On Fri, 12 Nov 2010, Linus Walleij wrote:
I have now created a tree based on Torvalds' clean v2.6.37-rc1 that is available straight off kernel.org:
git://git.kernel.org/pub/scm/linux/kernel/git/linusw/linux-stericsson.git
Excellent!
NOTE: I am no Jedi yet. I still have to learn a few things about git I believe, right now this is really a -next type tree where I rebase the topic branches partly against each other, so it is being pushed out with forced updates, sometimes changing a lot of stuff inside the branches.
And that's _fine_ when it is clear that your tree is not a stable tree.

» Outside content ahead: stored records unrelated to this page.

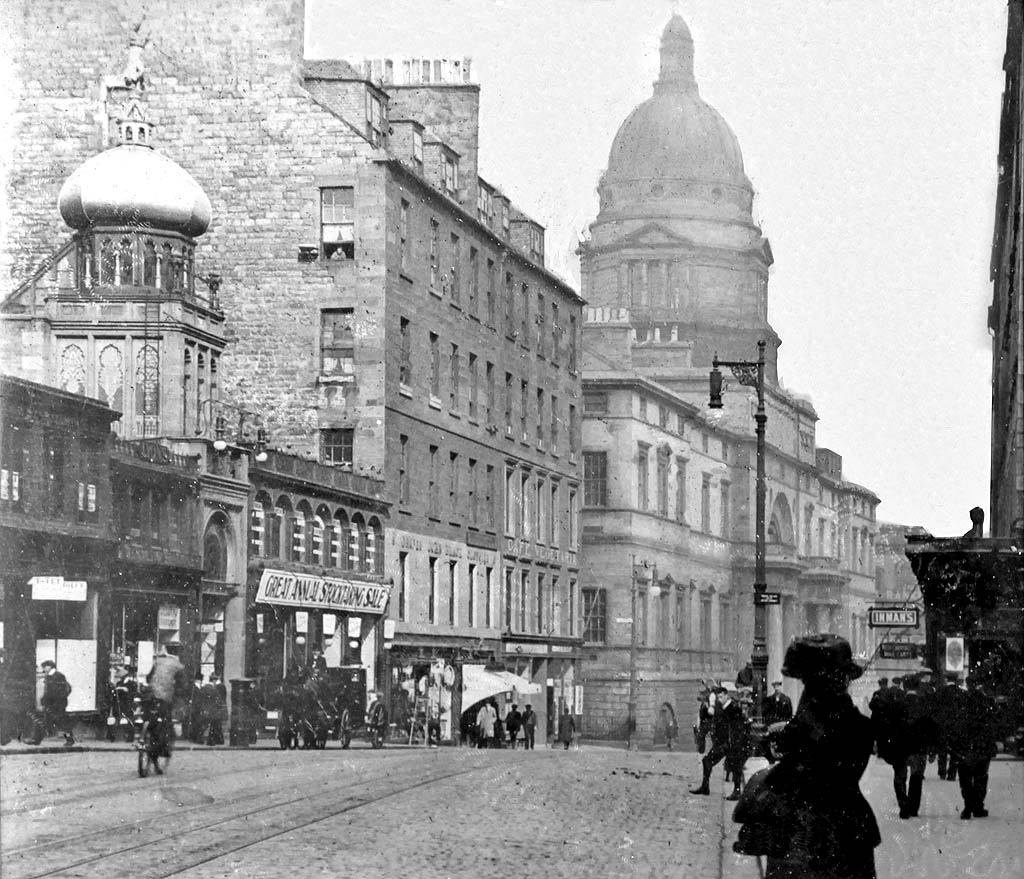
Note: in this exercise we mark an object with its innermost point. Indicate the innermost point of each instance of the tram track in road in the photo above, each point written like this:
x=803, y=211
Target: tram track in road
x=175, y=841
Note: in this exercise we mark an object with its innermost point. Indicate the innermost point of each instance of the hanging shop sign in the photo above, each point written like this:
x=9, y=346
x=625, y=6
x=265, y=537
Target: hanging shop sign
x=57, y=589
x=298, y=590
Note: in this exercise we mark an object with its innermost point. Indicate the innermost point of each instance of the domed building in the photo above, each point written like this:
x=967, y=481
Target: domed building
x=119, y=311
x=676, y=270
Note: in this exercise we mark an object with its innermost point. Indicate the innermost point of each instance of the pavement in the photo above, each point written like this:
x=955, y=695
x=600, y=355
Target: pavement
x=597, y=811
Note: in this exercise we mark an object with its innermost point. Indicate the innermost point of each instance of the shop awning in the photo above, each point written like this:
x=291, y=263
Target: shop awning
x=479, y=683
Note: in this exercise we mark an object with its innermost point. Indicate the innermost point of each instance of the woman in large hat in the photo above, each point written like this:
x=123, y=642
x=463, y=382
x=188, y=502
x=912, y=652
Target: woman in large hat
x=825, y=827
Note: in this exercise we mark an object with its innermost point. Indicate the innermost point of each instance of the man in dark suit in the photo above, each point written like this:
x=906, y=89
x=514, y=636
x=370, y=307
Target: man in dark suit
x=729, y=741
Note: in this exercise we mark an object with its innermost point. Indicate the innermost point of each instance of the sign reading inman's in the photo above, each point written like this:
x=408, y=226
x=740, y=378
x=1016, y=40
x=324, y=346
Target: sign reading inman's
x=892, y=617
x=298, y=590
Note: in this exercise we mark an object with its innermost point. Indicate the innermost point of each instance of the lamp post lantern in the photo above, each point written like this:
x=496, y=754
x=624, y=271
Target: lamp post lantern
x=752, y=373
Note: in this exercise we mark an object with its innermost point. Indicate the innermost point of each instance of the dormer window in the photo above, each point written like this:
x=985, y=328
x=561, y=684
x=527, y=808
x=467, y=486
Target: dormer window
x=451, y=176
x=337, y=228
x=375, y=119
x=418, y=150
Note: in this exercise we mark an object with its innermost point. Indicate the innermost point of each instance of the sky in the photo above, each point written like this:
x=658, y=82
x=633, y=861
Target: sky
x=869, y=131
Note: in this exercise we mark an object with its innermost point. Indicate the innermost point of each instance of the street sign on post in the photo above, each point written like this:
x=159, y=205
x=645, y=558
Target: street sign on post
x=892, y=618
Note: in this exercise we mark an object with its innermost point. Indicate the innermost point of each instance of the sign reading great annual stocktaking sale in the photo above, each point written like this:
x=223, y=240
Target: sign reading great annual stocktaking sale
x=299, y=590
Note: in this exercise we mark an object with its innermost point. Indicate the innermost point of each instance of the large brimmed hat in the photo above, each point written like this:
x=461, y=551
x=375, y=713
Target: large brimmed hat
x=820, y=656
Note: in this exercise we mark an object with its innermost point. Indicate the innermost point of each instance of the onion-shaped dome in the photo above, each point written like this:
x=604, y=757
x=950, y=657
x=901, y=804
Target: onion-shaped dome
x=675, y=135
x=133, y=184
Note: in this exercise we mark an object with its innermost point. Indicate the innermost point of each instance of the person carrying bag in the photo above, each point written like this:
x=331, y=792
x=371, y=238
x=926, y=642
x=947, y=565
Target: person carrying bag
x=806, y=813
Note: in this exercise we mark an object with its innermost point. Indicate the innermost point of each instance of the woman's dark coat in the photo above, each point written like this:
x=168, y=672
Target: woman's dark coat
x=827, y=829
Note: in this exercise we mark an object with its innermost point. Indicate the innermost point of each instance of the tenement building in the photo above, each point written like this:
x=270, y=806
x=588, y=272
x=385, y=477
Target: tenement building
x=674, y=271
x=361, y=300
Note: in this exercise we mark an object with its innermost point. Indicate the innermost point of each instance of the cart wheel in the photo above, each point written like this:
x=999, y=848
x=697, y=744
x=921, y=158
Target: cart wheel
x=346, y=729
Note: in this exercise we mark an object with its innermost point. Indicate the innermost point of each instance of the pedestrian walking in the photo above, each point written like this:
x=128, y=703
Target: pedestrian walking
x=528, y=727
x=566, y=728
x=777, y=709
x=973, y=744
x=729, y=741
x=56, y=689
x=485, y=724
x=513, y=721
x=807, y=812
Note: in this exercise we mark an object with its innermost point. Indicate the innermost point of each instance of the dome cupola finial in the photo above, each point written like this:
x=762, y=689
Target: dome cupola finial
x=677, y=58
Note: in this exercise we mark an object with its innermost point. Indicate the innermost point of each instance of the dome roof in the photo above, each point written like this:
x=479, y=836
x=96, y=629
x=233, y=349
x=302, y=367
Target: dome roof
x=133, y=184
x=675, y=134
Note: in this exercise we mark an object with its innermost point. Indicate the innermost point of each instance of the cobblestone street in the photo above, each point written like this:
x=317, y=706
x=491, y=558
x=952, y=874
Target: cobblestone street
x=449, y=812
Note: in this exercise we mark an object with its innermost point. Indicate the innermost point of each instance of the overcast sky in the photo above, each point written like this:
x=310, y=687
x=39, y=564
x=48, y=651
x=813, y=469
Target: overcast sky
x=869, y=131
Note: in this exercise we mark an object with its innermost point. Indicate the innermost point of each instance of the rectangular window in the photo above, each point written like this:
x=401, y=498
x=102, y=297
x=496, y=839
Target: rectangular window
x=401, y=585
x=474, y=281
x=488, y=497
x=595, y=478
x=488, y=585
x=472, y=493
x=595, y=402
x=435, y=241
x=337, y=222
x=523, y=591
x=663, y=485
x=595, y=616
x=474, y=387
x=403, y=493
x=540, y=416
x=404, y=352
x=489, y=380
x=554, y=423
x=454, y=485
x=523, y=409
x=403, y=238
x=643, y=498
x=455, y=271
x=456, y=367
x=336, y=445
x=541, y=596
x=337, y=342
x=453, y=592
x=680, y=490
x=432, y=597
x=492, y=312
x=572, y=343
x=432, y=488
x=705, y=503
x=509, y=305
x=435, y=368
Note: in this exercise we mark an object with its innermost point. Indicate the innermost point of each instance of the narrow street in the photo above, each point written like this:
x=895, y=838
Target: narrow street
x=448, y=812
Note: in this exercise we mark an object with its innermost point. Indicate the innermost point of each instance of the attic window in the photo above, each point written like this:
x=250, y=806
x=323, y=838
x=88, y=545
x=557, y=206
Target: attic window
x=451, y=176
x=418, y=150
x=337, y=231
x=375, y=119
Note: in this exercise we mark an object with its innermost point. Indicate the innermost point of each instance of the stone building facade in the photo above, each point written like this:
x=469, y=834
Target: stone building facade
x=676, y=270
x=384, y=309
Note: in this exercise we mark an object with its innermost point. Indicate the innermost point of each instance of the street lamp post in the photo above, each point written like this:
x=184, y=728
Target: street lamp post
x=752, y=373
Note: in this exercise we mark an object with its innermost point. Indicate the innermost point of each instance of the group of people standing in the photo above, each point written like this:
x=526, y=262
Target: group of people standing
x=493, y=730
x=916, y=722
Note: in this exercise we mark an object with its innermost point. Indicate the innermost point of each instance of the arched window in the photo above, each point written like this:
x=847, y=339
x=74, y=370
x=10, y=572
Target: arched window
x=126, y=262
x=108, y=262
x=150, y=264
x=375, y=546
x=341, y=540
x=283, y=511
x=323, y=545
x=357, y=543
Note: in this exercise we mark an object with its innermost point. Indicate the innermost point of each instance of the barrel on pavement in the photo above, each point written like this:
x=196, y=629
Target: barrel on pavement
x=245, y=712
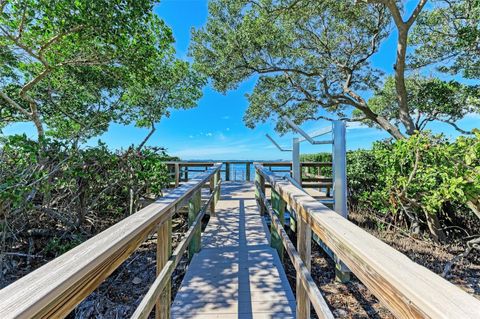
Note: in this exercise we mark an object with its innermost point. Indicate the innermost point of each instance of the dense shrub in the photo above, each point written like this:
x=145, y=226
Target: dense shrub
x=54, y=195
x=427, y=182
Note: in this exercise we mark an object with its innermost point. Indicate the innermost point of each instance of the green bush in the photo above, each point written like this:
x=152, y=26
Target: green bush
x=56, y=189
x=427, y=181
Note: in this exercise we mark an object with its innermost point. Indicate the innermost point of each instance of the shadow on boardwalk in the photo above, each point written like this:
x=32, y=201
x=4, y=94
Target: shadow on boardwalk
x=236, y=274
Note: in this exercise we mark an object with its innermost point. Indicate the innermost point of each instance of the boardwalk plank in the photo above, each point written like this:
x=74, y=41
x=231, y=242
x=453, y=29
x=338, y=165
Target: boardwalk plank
x=236, y=274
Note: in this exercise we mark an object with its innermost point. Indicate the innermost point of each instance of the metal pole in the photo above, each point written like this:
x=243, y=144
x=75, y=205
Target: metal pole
x=340, y=168
x=296, y=161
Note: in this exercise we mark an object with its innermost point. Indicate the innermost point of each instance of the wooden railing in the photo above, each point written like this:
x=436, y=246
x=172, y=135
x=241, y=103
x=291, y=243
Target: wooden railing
x=181, y=171
x=407, y=289
x=55, y=289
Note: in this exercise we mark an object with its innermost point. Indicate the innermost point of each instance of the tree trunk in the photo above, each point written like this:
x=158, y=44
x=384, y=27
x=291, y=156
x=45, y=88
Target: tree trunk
x=438, y=235
x=400, y=86
x=382, y=122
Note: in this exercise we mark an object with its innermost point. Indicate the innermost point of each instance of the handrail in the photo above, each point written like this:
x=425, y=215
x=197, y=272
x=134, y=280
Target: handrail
x=314, y=294
x=407, y=289
x=148, y=302
x=56, y=288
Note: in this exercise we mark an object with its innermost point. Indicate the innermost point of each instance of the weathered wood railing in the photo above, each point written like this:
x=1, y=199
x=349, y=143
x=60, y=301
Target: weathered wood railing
x=407, y=289
x=181, y=171
x=56, y=288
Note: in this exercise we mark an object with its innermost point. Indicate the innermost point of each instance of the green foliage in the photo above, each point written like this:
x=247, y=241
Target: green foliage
x=423, y=177
x=304, y=52
x=58, y=246
x=76, y=66
x=430, y=99
x=448, y=35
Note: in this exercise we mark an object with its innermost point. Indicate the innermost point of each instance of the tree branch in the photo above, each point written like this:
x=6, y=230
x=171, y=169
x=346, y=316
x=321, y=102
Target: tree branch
x=415, y=13
x=455, y=126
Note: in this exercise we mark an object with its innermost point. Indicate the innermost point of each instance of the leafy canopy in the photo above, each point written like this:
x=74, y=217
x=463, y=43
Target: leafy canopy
x=430, y=99
x=449, y=36
x=76, y=66
x=306, y=54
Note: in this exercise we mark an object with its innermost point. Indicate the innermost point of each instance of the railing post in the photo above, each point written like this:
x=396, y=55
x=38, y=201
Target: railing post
x=216, y=179
x=340, y=187
x=278, y=206
x=227, y=171
x=213, y=184
x=164, y=251
x=296, y=161
x=177, y=174
x=304, y=247
x=261, y=182
x=193, y=210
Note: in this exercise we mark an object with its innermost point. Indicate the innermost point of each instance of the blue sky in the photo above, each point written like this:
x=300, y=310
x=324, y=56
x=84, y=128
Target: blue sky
x=214, y=130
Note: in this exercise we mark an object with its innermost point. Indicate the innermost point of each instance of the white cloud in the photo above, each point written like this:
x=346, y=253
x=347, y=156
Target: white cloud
x=472, y=116
x=356, y=125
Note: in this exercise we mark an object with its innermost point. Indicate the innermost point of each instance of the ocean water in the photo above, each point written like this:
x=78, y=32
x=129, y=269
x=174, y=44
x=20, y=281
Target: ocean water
x=238, y=171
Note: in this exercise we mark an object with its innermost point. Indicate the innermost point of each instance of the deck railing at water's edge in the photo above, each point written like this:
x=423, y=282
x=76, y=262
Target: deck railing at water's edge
x=55, y=289
x=406, y=288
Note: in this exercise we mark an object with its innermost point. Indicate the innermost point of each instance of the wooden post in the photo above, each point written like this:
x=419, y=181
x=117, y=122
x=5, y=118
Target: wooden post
x=227, y=171
x=177, y=174
x=278, y=205
x=261, y=181
x=193, y=210
x=213, y=183
x=217, y=178
x=304, y=247
x=164, y=251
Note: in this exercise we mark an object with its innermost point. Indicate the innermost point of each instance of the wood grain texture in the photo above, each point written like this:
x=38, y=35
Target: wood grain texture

Today's series seems to apply almost cleanly on top of Russell's ARM tree, so as a start, you can create one git tree based on his and apply all your patches on top.
Right now this is just plain old v2.6.37-rc1 since Russell merged a lot of the stuff we wanted into that RC.
But if desired by the other members I can sure move over to Russells tree as a baseline.
You can also move to the linux-linaro-2.6.36 too. It is an hibrid of the latest ARM stuff from 2.6.37-rc1 (actually most of the latest ARM stuff was itself based on a pre-2.6.36 tree so that's easy) but with the core kernel code unchanged for stability.
But for upstream submission you will still have to base your branches onto well-known stable upstream branches.
And FYI Russell's tree, especially the "devel" branch, is _not_ such a stable branch. Don't ever attempt a pull request based on his devel branch.
Now we only need to mainline a few thousand patches of platform support :-)
Heh, that's no problem. When properly reviewed, you can put them all in a branch that you can ask RMK to pull. No need to stuff them all in his patch tracking system then, especially if they don't touch any of the core ARM code. The biggest problem is usually to make those few thousand patches in good shape.